Alcyon developer Steven Korol recalls going to the Highland Park Theater back when it showed bargain movies for $1 and, naturally, walking away with chewing gum stuck to the bottom of his shoes.
But city officials also know that too much is riding on future decisions regarding the theater and the mixed-use development to let emotion prevail.
“To me it is something of a math equation,” said Rotering, hastening to add that the prospect of a cultural center anchoring the east end of downtown also is appealing. The city of Highland Park purchased the struggling, historic theater for $2.1 million in 2009 to protect the asset from unrestricted development.
As Rotering put it recently, “We all at this moment own this theater.”

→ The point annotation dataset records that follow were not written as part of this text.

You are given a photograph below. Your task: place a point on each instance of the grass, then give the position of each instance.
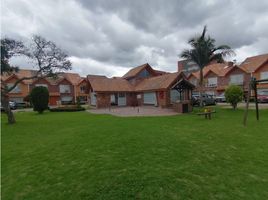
(86, 156)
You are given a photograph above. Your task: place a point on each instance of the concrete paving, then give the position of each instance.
(243, 105)
(135, 111)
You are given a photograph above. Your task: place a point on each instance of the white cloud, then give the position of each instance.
(110, 37)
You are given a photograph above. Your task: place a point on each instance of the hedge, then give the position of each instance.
(67, 109)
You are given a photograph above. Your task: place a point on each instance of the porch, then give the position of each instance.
(135, 111)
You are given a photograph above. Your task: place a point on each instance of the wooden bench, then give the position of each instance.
(207, 114)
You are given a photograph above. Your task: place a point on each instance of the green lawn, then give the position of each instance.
(85, 156)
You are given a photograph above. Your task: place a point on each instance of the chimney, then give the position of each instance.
(180, 66)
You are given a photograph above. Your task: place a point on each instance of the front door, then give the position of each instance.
(93, 98)
(122, 99)
(149, 98)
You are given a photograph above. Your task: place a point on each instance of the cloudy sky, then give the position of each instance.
(111, 36)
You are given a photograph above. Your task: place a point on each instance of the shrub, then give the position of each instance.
(67, 109)
(233, 95)
(39, 98)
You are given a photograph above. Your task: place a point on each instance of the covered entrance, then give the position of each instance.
(149, 98)
(181, 94)
(118, 99)
(93, 98)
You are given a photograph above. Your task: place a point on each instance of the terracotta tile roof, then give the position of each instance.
(104, 84)
(251, 64)
(134, 71)
(54, 94)
(74, 78)
(160, 72)
(220, 69)
(158, 82)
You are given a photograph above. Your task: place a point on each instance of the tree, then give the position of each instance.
(47, 59)
(39, 98)
(204, 51)
(9, 48)
(233, 95)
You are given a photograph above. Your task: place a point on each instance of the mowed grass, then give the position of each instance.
(85, 156)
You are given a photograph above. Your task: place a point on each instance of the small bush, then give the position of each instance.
(39, 97)
(67, 109)
(233, 95)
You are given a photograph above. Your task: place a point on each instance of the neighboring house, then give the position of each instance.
(187, 67)
(52, 85)
(218, 76)
(22, 89)
(137, 74)
(105, 92)
(258, 67)
(82, 90)
(140, 86)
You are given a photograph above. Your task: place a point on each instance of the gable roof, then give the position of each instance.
(104, 84)
(220, 69)
(251, 64)
(136, 70)
(73, 78)
(159, 82)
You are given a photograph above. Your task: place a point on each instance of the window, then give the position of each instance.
(262, 91)
(65, 89)
(236, 79)
(193, 81)
(66, 99)
(15, 90)
(144, 74)
(212, 82)
(121, 95)
(264, 75)
(174, 96)
(43, 85)
(83, 89)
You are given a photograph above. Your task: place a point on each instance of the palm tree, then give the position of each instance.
(203, 52)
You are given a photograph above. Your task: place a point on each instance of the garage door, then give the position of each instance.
(93, 98)
(149, 98)
(16, 99)
(122, 99)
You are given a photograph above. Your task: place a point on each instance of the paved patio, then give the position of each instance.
(135, 111)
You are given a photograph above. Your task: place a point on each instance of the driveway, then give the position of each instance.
(243, 105)
(135, 111)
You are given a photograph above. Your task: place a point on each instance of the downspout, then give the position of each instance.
(74, 94)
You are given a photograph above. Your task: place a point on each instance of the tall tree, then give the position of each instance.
(9, 48)
(204, 51)
(48, 59)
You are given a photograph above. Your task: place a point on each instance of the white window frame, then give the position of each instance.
(264, 75)
(194, 81)
(235, 80)
(17, 89)
(65, 89)
(43, 85)
(212, 82)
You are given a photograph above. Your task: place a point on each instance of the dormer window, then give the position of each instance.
(143, 74)
(65, 89)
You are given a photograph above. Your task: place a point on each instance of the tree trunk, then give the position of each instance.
(5, 104)
(201, 87)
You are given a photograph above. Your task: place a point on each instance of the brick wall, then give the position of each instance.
(257, 75)
(163, 98)
(131, 99)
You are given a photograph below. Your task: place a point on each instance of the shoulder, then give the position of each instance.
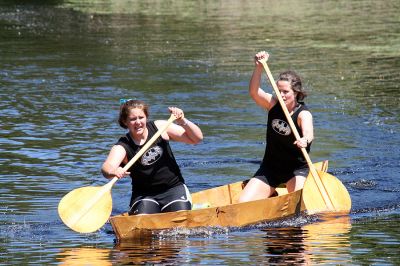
(305, 114)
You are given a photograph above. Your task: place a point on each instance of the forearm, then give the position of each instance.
(255, 81)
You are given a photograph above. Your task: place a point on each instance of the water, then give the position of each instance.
(66, 64)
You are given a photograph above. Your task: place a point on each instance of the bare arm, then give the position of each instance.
(260, 97)
(111, 166)
(184, 131)
(305, 122)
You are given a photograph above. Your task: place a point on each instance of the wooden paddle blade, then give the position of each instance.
(86, 209)
(313, 202)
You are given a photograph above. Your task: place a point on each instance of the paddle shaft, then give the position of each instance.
(107, 187)
(313, 171)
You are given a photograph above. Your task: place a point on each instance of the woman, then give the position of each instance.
(157, 182)
(283, 161)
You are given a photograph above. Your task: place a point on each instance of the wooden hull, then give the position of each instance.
(224, 211)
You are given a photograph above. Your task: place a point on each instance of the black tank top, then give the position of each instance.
(280, 152)
(156, 170)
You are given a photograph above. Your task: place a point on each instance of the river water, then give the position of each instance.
(66, 64)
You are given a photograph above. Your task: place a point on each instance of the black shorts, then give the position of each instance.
(274, 177)
(174, 199)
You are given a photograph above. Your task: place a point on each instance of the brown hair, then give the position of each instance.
(295, 83)
(127, 106)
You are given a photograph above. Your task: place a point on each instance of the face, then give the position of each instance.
(287, 93)
(136, 121)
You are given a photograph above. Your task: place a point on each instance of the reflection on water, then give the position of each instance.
(323, 242)
(85, 256)
(65, 65)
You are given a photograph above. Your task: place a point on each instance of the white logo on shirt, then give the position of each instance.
(152, 155)
(281, 127)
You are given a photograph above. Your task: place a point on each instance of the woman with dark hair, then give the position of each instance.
(157, 182)
(283, 161)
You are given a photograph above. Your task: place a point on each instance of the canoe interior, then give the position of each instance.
(222, 209)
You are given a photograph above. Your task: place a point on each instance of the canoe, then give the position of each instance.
(219, 208)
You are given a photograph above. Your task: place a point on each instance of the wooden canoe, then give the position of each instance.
(222, 210)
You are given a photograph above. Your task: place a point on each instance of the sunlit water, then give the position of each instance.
(66, 64)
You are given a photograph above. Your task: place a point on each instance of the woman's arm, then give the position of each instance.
(305, 121)
(260, 97)
(183, 131)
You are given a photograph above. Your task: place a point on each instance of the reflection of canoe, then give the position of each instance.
(221, 209)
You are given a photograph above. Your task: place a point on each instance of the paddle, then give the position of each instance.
(86, 209)
(332, 196)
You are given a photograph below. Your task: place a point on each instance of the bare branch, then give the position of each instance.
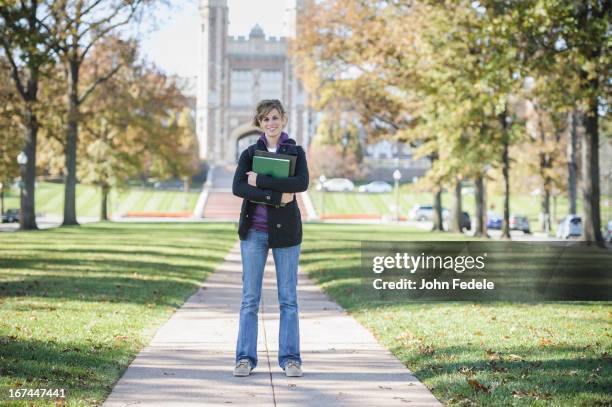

In late August, the Highland Park City Council entered into a memorandum of understanding with Alcyon LLC, a firm interested in converting the theater into an entertainment and meeting venue with 500 to 600 seats.
A municipal parking lot adjacent to the theater would be developed into 45 condominium units with ground-floor retail space. To offset the lost parking, a single-story deck would be added to another parking lot across the street.
The City has hired an independent consultancy, Gruen + Gruen, to analyze the financial forecasts and whether revenue generated by the development would support the project.
“The idea of this is that as the development generates revenue through the entertainment venue, retail sales taxes and property taxes, those would be put back into the project to generate support,” said Michael Blue, the city’s director of community development.
“I am hoping the numbers at Gruen + Gruen prove it can happen,” said council member Steven Mandel. “It has been a long time to get this out of the box.”
Two developers from Baker Development Corp., Korol, of Highland Park, and Daniel Slack of Deerfield, are spearheading Alycon LLC, which took its name from the theater’s original nomenclature in the late 1920s.
Asked if their own numbers suggested the project can work, Slack said, “We wouldn’t have made the effort we did if we didn’t think the project was financially viable.”
Korol said no one wants to see the city on the hook for decisions that were based on faulty assumptions.
“What everyone wants to be sure of,” he said, “is that three, five or 10 years from now, the assumptions were reasonably in line and the city is not funding or subsidizing the operations.”